Fig nbsp displays the time wise variations of

Trp [12] analysed both numerically and experimentally the transient heat transfer phenomenon during melting and solidification of paraffin in a shell-and-tube latent thermal BI2536 storage system with water as HTF. An experimental apparatus has been constructed and a series of melting and solidification experiments for determining HTF and PCM time wise temperature variations have been performed. Akgun et al. [13] and [14] analysed experimentally the latent thermal energy storage system of the shell-and-tube type with three kinds of paraffin as PCMs. The effects of Reynolds number and Stefan number on the melting and solidification were examined. In order to improve the heat transfer during the melting and freezing, the shell surface, i.e. the outer surface of the PCM storage container, is inclined with an inclination angle of 5°.
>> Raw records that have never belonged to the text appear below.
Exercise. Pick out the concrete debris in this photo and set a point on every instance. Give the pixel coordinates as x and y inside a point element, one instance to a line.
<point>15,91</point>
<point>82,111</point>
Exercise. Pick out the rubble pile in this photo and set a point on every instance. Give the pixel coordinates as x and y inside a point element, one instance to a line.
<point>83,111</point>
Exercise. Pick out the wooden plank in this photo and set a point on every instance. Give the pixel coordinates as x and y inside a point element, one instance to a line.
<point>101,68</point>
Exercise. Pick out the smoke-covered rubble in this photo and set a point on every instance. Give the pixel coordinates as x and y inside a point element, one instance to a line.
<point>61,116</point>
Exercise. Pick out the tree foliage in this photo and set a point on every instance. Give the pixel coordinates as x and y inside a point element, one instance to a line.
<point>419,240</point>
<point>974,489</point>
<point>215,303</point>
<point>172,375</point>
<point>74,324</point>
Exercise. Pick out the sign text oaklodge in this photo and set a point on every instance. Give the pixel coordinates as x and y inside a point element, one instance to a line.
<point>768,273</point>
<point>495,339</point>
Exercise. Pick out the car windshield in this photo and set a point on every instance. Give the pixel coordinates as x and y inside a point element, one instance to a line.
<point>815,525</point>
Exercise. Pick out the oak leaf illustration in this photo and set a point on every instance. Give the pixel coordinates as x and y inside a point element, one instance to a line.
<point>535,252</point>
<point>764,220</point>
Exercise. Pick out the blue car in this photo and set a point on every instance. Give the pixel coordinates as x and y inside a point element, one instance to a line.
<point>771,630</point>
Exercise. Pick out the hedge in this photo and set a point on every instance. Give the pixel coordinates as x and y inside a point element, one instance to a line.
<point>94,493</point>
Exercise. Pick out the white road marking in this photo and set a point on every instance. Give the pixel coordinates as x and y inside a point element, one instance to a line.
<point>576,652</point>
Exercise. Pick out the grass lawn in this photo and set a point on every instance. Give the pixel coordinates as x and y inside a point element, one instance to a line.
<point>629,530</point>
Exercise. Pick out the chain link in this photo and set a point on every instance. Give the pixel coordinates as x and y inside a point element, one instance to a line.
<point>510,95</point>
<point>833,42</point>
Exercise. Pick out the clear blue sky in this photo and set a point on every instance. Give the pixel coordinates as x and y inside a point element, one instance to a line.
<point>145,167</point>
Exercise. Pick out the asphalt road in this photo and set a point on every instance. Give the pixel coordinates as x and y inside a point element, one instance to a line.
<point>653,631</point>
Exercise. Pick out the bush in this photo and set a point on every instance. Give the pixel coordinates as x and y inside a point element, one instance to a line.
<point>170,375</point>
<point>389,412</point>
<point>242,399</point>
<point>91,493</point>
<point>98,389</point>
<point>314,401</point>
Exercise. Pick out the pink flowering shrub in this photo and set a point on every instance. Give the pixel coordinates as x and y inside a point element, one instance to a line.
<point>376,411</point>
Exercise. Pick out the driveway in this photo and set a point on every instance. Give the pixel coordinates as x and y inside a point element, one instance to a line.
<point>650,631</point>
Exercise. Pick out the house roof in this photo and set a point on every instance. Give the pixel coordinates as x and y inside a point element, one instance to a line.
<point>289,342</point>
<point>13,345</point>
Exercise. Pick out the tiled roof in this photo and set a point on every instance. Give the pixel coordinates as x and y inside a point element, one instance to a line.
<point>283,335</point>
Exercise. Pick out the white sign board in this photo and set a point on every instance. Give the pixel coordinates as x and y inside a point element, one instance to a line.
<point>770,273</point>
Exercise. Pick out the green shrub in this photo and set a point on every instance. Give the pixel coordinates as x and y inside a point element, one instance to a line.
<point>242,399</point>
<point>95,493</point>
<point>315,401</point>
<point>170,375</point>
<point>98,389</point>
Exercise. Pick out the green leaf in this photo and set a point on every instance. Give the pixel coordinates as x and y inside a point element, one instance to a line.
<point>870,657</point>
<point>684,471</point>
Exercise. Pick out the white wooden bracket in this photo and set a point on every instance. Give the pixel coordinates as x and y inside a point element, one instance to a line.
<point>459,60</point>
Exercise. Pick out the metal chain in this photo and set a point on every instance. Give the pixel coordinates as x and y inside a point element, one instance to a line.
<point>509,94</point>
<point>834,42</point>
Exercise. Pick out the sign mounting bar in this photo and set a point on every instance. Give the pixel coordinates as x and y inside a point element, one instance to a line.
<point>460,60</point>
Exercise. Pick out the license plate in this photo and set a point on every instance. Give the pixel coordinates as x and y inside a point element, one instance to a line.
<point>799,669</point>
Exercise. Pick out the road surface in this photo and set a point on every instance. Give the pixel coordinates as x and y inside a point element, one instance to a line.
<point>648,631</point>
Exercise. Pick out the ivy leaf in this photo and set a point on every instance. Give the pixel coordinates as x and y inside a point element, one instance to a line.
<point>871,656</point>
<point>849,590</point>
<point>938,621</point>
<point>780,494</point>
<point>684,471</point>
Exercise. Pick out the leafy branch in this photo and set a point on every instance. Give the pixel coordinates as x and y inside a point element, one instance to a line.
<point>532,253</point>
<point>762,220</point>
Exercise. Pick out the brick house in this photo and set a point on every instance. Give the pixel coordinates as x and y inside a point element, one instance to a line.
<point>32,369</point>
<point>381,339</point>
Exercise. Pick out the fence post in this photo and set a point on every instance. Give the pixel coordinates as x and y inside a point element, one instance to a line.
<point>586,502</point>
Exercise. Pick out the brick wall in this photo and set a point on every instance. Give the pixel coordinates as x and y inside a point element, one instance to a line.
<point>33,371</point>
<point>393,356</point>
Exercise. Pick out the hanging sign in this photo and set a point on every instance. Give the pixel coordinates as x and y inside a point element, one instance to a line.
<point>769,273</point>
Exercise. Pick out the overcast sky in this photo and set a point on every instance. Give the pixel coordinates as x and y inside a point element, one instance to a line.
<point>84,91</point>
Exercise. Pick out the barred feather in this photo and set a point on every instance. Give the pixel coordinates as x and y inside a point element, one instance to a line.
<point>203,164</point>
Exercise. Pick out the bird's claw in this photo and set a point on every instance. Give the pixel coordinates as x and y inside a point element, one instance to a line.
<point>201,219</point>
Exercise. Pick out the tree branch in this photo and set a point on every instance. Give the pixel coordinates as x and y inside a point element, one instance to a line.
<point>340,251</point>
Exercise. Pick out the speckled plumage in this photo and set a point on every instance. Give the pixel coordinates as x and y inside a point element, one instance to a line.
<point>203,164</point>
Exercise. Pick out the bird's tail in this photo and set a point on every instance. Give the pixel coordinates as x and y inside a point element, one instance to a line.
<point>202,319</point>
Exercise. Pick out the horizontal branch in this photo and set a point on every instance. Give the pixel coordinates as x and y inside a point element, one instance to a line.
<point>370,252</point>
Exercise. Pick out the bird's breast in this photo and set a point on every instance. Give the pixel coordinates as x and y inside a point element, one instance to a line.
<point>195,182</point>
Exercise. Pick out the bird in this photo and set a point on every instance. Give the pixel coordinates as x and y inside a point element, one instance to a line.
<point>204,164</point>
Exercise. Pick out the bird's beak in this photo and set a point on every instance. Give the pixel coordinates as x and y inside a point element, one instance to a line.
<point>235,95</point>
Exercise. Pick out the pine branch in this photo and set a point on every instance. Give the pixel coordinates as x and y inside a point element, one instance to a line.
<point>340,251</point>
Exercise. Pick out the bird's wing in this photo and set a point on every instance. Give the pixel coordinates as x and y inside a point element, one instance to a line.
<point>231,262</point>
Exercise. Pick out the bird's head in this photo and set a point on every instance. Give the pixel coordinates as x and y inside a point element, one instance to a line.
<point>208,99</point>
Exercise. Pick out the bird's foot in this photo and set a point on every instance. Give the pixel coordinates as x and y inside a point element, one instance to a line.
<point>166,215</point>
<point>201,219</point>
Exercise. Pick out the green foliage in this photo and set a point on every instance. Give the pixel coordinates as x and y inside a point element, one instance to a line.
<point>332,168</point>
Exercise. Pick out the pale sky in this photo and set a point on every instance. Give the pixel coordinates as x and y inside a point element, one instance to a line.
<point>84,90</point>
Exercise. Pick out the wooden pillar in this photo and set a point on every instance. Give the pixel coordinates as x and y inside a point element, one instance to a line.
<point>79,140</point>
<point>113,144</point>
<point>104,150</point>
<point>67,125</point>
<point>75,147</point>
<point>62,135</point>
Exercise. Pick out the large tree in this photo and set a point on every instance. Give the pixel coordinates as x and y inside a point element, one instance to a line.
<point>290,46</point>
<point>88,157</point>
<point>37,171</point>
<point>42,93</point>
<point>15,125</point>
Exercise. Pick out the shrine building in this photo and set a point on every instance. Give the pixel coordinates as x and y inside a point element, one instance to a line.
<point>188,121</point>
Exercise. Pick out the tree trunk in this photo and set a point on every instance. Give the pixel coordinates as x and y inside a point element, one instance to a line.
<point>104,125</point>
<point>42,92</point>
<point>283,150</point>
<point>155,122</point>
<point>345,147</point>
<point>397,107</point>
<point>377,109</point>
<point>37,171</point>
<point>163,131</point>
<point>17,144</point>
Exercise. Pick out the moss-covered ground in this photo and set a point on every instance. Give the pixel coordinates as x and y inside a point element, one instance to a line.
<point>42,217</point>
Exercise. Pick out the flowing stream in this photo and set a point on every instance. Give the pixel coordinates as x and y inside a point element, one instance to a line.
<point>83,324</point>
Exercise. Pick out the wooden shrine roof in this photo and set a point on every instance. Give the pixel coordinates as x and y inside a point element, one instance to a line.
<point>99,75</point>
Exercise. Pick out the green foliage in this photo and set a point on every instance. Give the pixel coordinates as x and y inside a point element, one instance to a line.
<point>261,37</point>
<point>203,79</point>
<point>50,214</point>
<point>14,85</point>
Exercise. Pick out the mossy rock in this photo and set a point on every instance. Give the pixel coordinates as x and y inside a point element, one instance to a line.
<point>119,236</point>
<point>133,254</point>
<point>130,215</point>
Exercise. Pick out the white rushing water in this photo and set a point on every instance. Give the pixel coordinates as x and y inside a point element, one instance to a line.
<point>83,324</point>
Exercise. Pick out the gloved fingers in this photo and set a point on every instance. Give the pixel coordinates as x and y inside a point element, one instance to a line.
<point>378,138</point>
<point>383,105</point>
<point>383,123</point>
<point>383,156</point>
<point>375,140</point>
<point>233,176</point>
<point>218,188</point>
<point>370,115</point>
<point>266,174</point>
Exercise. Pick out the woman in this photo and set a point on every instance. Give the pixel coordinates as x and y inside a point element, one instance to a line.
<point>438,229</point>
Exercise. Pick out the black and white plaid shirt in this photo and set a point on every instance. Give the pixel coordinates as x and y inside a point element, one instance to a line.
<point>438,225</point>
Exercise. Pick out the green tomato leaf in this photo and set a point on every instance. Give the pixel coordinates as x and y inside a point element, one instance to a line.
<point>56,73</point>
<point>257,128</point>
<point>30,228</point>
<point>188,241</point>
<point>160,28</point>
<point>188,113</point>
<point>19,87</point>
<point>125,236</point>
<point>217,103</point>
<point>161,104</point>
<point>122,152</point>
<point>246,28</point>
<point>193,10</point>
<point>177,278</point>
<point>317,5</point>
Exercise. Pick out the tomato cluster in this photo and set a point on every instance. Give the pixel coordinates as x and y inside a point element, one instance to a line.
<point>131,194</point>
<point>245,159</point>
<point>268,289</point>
Ait Adine and Qarnia [17] studied numerically a latent heat storage unit consisting of a shell-and-tube filled with two phase change materials, P116 and n-octadecane. It is found marsupials for low mass flow rate (10−4 kg/s), high thermal storage efficiencies are obtained for LSHU2 using two PCMs. When a mass flow rate reaches a moderate value (10−3 kg/s), the LHSU2 is more efficient for lower inlet temperature only (55 °C). For greater HTF inlet temperature, the LHSU2 is more efficient for partial storage only. For higher mass flow rate (10−2 kg/s), the LHSU2 is more efficient for partial storage only.